Across the political spectrum, actors invoke urgency to compel action, justify decisions, and moralize political positions. From far-right populists warning of imminent threats to radical environmental activists calling for immediate transformation, urgency has become a pervasive idiom of polarized and “overheated” times. Its appeal lies in its power to condense crisis, emotion, and legitimacy, thereby transforming complex problems into imperatives for rapid response that potentially overrule democratic processes.

Drawing on situated and comparative insights from ethnographic work, we seek to understand the specific ways in which urgency is mobilized for political effects. Therefore, we invite contributions that interrogate how urgency is articulated, circulated, and embodied in different contexts. We are interested in ethnographically informed analyses that explore the invocations, articulations, and materializations of urgency in political discourse and practice. We welcome papers that address, but are not limited to, the following questions:

What affects are mobilized and achieved as a result of urgency claims?

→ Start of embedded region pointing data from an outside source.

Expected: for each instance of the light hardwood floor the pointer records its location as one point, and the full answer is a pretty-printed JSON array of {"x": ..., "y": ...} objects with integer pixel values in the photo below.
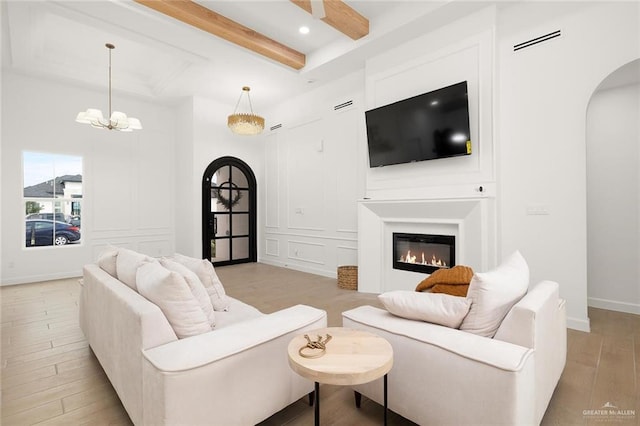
[{"x": 50, "y": 376}]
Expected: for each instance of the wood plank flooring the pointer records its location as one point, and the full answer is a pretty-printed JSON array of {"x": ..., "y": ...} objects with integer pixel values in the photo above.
[{"x": 49, "y": 375}]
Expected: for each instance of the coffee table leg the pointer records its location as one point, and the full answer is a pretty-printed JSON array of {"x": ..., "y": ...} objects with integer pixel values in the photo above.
[
  {"x": 385, "y": 400},
  {"x": 317, "y": 408}
]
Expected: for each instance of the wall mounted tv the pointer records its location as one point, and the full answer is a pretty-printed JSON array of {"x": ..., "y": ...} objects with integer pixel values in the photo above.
[{"x": 425, "y": 127}]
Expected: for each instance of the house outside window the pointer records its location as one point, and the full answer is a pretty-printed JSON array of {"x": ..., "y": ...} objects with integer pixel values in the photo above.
[{"x": 52, "y": 199}]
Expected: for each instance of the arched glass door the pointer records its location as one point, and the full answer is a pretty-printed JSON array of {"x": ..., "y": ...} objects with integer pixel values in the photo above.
[{"x": 229, "y": 212}]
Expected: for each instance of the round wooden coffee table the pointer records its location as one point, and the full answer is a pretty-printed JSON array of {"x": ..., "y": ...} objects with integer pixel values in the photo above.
[{"x": 351, "y": 357}]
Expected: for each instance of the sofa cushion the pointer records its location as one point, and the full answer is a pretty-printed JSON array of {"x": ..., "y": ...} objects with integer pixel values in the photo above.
[
  {"x": 171, "y": 293},
  {"x": 493, "y": 294},
  {"x": 127, "y": 264},
  {"x": 435, "y": 308},
  {"x": 196, "y": 287},
  {"x": 207, "y": 274},
  {"x": 107, "y": 260}
]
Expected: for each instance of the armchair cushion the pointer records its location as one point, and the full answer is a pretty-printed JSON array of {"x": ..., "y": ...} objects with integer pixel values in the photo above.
[
  {"x": 442, "y": 309},
  {"x": 494, "y": 293}
]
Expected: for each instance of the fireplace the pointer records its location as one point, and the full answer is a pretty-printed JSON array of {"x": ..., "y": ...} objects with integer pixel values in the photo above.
[{"x": 423, "y": 253}]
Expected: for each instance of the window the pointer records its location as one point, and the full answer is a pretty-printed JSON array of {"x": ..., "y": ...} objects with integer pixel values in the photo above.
[{"x": 52, "y": 199}]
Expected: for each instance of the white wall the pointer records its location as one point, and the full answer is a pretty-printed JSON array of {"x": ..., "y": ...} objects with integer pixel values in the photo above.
[
  {"x": 544, "y": 92},
  {"x": 313, "y": 176},
  {"x": 128, "y": 178},
  {"x": 460, "y": 51},
  {"x": 613, "y": 195}
]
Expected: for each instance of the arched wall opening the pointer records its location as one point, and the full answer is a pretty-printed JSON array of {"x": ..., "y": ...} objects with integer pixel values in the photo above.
[{"x": 613, "y": 191}]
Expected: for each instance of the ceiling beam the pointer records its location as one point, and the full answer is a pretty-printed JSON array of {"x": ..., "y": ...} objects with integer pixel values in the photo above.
[
  {"x": 340, "y": 16},
  {"x": 207, "y": 20}
]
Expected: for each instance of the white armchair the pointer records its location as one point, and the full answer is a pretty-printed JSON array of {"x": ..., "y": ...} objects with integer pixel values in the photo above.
[{"x": 445, "y": 376}]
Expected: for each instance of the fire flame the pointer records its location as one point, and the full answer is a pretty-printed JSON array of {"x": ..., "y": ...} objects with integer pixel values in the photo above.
[{"x": 409, "y": 258}]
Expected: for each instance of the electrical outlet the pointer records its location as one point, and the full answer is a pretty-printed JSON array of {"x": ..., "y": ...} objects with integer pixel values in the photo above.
[{"x": 537, "y": 210}]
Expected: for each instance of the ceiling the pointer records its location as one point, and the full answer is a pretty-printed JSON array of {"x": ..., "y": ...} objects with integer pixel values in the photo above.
[{"x": 161, "y": 58}]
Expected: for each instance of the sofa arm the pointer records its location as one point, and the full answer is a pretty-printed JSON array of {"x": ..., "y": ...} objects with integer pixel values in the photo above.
[
  {"x": 495, "y": 353},
  {"x": 238, "y": 375},
  {"x": 196, "y": 351}
]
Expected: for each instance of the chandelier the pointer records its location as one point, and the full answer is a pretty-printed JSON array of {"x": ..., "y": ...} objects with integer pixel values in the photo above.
[
  {"x": 245, "y": 123},
  {"x": 117, "y": 120}
]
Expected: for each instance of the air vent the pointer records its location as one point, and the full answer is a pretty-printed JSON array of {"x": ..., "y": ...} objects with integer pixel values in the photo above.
[
  {"x": 342, "y": 105},
  {"x": 536, "y": 40}
]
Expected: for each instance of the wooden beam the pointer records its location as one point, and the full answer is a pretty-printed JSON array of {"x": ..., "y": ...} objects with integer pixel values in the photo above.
[
  {"x": 341, "y": 17},
  {"x": 207, "y": 20}
]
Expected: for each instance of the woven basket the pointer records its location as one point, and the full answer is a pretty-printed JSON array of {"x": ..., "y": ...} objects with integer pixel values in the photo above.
[{"x": 348, "y": 277}]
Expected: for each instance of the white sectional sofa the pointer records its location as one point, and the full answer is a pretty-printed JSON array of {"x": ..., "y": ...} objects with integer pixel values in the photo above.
[
  {"x": 235, "y": 374},
  {"x": 446, "y": 376}
]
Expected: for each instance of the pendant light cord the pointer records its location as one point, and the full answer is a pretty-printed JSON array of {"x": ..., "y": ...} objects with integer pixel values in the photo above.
[
  {"x": 244, "y": 89},
  {"x": 110, "y": 47}
]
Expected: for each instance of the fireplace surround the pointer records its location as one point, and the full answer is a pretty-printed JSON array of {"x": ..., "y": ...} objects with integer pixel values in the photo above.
[
  {"x": 470, "y": 220},
  {"x": 424, "y": 253}
]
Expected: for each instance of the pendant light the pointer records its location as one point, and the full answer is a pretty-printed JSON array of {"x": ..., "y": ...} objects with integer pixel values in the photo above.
[
  {"x": 117, "y": 120},
  {"x": 246, "y": 123}
]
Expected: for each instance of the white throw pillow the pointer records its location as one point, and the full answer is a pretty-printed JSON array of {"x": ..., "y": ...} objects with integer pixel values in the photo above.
[
  {"x": 494, "y": 293},
  {"x": 127, "y": 264},
  {"x": 196, "y": 287},
  {"x": 107, "y": 261},
  {"x": 170, "y": 291},
  {"x": 436, "y": 308},
  {"x": 204, "y": 270}
]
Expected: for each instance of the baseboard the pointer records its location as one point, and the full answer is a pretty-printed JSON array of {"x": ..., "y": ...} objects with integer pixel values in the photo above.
[
  {"x": 301, "y": 268},
  {"x": 614, "y": 305},
  {"x": 579, "y": 324},
  {"x": 39, "y": 278}
]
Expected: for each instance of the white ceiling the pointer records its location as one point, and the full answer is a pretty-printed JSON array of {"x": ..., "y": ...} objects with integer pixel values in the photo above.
[{"x": 160, "y": 58}]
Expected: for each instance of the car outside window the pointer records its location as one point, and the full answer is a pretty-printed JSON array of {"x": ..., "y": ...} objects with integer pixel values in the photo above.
[{"x": 52, "y": 199}]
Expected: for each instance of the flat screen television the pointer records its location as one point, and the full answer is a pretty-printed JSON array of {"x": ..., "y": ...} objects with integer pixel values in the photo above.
[{"x": 425, "y": 127}]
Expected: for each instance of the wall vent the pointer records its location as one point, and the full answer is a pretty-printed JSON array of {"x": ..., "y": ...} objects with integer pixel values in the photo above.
[
  {"x": 536, "y": 40},
  {"x": 342, "y": 105}
]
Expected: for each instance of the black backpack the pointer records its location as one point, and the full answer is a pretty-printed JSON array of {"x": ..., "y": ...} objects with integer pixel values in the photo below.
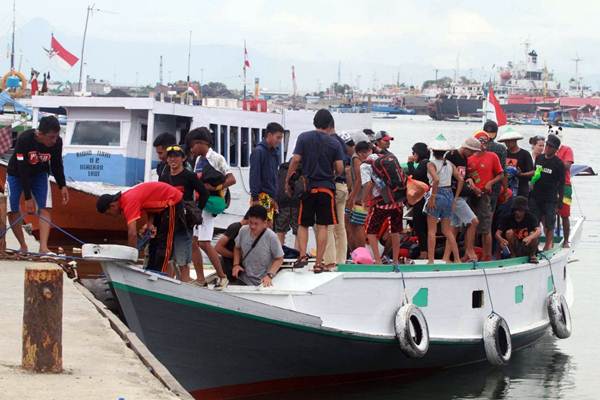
[{"x": 388, "y": 169}]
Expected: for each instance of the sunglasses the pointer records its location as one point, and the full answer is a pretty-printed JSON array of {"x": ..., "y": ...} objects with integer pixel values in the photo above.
[{"x": 175, "y": 148}]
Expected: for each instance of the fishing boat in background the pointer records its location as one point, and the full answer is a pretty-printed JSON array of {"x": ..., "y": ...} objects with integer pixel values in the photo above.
[
  {"x": 359, "y": 323},
  {"x": 107, "y": 147}
]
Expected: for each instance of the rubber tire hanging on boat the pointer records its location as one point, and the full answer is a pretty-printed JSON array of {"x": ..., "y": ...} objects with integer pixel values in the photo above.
[
  {"x": 497, "y": 340},
  {"x": 412, "y": 331},
  {"x": 559, "y": 316}
]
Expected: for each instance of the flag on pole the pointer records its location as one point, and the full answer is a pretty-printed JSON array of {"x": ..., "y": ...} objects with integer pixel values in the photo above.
[
  {"x": 5, "y": 139},
  {"x": 60, "y": 55},
  {"x": 246, "y": 61},
  {"x": 493, "y": 109}
]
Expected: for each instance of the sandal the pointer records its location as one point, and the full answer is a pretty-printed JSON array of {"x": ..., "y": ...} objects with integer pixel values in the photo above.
[
  {"x": 534, "y": 260},
  {"x": 301, "y": 262}
]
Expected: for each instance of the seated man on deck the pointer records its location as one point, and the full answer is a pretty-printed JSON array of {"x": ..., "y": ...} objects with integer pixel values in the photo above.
[
  {"x": 160, "y": 201},
  {"x": 257, "y": 255},
  {"x": 519, "y": 231}
]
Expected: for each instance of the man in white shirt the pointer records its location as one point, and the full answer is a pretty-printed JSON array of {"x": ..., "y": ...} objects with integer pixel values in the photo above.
[{"x": 214, "y": 171}]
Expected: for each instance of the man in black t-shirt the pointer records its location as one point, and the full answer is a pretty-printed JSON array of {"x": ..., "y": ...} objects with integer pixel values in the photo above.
[
  {"x": 520, "y": 231},
  {"x": 38, "y": 153},
  {"x": 226, "y": 244},
  {"x": 547, "y": 193}
]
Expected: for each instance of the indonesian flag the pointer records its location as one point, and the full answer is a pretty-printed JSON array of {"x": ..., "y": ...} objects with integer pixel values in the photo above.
[
  {"x": 246, "y": 61},
  {"x": 61, "y": 56},
  {"x": 493, "y": 109}
]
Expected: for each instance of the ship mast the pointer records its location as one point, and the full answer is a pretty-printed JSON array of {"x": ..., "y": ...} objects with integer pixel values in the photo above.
[{"x": 12, "y": 50}]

How do mobilizations of urgency relate to crises, temporalities, and affects?

What forms of exclusion, inclusion, and participation are engendered in the wake of urgent calls for action?

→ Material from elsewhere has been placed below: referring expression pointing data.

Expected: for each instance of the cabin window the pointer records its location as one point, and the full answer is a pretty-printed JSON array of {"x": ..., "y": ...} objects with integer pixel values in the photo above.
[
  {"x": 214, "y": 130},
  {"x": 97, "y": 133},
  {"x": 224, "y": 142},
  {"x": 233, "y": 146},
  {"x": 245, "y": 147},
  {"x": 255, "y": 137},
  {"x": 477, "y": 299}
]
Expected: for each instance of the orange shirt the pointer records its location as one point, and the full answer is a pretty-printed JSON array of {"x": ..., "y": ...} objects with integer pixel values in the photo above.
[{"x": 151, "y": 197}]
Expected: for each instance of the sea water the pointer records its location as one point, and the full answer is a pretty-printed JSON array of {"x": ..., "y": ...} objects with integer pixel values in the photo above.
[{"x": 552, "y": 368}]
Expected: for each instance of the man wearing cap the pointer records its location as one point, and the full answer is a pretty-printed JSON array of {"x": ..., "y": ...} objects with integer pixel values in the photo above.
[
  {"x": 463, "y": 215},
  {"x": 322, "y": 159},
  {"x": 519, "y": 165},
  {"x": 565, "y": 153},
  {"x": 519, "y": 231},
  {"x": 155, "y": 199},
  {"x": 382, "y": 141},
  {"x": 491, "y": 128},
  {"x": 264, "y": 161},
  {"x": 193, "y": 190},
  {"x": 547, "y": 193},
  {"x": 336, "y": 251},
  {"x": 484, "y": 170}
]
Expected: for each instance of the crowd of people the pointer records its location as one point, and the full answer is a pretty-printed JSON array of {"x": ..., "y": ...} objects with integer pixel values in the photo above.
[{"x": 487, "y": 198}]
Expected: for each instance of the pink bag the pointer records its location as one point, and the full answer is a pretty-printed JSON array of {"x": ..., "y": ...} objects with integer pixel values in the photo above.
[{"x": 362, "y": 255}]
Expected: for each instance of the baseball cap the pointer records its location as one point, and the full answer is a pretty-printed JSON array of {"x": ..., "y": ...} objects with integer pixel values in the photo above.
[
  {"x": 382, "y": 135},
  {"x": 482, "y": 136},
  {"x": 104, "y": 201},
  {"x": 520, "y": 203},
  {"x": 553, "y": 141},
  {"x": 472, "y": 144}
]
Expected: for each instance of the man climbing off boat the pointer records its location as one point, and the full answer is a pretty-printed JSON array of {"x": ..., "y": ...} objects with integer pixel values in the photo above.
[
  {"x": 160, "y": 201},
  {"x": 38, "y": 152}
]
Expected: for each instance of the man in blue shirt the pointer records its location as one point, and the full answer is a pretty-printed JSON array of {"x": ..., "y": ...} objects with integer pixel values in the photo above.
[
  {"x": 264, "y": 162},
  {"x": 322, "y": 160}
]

How do urgency claims acquire legitimacy, and how do they generate moral hierarchies, prioritizing some urgencies over others?

And how do urgency claims frame actions as ethical necessities, eliminating other alternatives by asserting that ‘there is no alternative’?

How is urgency mobilized „from below“, by governments, mass media, and lobby groups?

What kinds of "economies of action" emerge from urgency claims and practices, with which effects and unintended consequences?